You can also see how much neater the syntax looks with only one level of nesting needed: taking advantage of Lua’s equivalence between dicts and lists, I’m now just mapping over ipairs(query)
instead of ipairs(query.union)
after checking that union
is true
.
And in keeping with my decision to use sortKey
& sortOrder
as a distinct term from orderBy
before, I’m using uniqueKey
instead of groupBy
as the outer param for what is essentially my application-logic-level groupBy
param for the union query.
Conclusion
This post concludes the short series!

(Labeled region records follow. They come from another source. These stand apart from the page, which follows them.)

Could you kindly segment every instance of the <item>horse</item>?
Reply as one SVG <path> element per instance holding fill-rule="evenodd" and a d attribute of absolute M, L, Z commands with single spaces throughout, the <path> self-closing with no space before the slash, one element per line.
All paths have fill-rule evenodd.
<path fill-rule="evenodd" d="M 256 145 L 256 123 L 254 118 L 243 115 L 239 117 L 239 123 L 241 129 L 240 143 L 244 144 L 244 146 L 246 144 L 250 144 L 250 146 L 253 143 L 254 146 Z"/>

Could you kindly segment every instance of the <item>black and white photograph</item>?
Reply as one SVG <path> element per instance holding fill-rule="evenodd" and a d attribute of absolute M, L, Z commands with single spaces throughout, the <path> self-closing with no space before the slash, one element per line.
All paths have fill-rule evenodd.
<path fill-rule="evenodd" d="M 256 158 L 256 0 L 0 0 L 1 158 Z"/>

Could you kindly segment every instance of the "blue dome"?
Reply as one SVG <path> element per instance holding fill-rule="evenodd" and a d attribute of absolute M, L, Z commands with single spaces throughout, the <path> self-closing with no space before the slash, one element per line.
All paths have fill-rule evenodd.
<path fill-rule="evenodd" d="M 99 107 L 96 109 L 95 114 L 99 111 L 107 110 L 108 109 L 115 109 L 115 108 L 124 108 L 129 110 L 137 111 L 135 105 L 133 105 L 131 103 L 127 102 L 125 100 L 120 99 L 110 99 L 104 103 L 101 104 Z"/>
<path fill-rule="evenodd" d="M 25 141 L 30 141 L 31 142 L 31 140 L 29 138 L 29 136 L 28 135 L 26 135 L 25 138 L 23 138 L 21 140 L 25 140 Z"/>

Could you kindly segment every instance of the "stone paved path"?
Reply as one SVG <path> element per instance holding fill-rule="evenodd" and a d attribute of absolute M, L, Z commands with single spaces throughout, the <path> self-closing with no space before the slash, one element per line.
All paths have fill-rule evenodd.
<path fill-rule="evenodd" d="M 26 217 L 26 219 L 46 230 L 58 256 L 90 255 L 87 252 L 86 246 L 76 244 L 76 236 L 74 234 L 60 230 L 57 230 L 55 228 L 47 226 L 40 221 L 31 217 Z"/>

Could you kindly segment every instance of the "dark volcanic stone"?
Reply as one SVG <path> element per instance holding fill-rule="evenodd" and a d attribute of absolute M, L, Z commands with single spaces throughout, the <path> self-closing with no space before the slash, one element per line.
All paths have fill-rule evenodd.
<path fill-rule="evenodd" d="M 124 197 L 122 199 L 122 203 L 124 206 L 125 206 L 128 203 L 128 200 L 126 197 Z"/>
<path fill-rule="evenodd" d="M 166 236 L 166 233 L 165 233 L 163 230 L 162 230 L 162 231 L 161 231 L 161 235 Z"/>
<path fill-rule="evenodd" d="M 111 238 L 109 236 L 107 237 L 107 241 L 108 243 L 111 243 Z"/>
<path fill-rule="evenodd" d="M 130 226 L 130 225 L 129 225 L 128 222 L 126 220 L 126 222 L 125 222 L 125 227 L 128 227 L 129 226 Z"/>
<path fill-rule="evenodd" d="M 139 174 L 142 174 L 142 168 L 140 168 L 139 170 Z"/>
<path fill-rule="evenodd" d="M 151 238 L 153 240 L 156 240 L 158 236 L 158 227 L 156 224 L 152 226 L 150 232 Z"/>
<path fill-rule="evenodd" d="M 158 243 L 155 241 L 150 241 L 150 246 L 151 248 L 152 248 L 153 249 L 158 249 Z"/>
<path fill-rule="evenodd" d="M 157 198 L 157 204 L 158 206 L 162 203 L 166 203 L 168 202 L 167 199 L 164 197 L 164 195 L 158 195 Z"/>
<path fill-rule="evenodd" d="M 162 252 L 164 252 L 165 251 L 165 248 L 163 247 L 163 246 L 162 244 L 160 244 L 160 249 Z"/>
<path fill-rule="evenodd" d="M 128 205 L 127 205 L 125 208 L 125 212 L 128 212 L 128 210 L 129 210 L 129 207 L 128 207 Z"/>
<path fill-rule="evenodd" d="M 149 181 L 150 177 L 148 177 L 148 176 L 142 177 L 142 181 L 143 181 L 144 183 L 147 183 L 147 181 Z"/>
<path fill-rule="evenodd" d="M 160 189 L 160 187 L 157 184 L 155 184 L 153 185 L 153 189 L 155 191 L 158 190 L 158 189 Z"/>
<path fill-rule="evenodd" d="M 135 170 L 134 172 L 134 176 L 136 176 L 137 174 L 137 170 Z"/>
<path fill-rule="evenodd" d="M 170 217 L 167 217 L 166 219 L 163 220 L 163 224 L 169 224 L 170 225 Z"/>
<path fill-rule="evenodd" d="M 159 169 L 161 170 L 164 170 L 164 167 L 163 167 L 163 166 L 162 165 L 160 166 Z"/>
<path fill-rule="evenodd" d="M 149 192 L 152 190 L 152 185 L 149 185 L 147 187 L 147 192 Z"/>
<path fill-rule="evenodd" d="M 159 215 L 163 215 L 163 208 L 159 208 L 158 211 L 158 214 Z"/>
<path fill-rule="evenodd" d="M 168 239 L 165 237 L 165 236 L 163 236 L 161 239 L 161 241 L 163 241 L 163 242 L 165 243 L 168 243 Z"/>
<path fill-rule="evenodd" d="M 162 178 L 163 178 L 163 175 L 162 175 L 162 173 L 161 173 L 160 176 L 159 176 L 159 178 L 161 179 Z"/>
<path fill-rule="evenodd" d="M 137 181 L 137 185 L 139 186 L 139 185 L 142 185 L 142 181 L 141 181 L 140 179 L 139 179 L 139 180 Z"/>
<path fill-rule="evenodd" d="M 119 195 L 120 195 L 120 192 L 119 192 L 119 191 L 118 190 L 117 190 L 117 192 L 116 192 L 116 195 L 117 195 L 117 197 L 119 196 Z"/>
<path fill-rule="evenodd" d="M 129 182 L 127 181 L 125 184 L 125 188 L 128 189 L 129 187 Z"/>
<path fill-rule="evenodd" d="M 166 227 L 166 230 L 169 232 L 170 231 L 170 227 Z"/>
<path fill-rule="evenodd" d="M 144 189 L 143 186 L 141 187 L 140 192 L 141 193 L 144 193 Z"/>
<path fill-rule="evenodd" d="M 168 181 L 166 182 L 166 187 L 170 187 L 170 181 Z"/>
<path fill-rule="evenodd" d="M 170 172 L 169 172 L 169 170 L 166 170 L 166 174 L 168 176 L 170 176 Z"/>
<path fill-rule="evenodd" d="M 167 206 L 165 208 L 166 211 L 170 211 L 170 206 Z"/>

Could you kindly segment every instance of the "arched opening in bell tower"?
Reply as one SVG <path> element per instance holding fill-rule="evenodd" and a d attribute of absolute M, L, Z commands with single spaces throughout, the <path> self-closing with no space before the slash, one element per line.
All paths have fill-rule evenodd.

We saw how a feature evolved slowly over time:
- Union support was originally added with a verbose syntax, and no
uniqueKey
for merging the queries.
- Grouping support was added later.
- I then improved the syntax (this was ok because it was deployed in only 2 places at the time, and on only one wiki).
- Finally, I added the
index
fix.
The last three steps were condensed into this one post, but in reality they were done over the span of about a month.

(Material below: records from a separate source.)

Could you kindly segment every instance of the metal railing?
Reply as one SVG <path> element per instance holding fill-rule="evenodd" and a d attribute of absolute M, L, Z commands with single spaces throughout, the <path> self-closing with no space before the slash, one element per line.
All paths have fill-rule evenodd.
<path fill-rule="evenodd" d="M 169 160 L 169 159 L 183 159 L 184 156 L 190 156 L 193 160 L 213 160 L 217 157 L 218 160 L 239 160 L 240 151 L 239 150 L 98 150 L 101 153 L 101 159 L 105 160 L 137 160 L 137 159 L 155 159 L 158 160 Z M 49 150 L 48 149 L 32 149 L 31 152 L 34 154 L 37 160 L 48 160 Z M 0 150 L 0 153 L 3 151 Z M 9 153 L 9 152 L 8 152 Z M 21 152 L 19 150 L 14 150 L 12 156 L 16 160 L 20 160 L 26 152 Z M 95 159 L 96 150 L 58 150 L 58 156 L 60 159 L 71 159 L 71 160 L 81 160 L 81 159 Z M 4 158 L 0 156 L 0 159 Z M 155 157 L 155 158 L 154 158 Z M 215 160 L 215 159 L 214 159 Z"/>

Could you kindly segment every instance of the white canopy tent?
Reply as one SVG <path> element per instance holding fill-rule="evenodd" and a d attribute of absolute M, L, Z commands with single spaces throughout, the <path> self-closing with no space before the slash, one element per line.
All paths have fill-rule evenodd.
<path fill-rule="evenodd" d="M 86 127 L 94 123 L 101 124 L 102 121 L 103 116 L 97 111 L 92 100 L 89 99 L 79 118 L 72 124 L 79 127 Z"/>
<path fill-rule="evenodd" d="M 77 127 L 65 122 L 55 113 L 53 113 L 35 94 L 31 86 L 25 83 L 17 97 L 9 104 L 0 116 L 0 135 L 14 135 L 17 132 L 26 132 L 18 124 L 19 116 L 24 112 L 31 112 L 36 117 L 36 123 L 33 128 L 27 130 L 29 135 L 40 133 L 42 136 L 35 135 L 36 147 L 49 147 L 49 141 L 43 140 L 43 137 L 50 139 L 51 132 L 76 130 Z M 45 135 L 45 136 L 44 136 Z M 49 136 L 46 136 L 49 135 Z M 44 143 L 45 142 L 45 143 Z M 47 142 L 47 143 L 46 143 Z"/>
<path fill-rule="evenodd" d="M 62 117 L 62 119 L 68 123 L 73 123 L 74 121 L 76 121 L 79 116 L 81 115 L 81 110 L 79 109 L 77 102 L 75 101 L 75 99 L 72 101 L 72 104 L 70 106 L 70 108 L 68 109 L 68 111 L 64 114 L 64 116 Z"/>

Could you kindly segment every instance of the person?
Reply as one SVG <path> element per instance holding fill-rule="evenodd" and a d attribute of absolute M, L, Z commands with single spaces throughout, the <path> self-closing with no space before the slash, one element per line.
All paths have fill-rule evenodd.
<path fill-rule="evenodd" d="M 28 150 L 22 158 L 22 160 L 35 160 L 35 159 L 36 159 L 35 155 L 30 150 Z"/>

We also saw a case of an edit where I didn’t have to use this module at all - just because you have a tool doesn’t mean you should rule out making easier fixes when approaching a problem (not everything is a nail!). And I’ve mentioned a couple times the possibility of “splicing” results from separate queries together into a single row - but this is computational complexity that I want to avoid forever and never support if possible.
My Cargo wrapper has been an evolving product over the course of years, and I’m sure its union
support will continue to be improved in the future as well. The important thing is to continue to keep the interface clean, understandable, and backwards-compatible.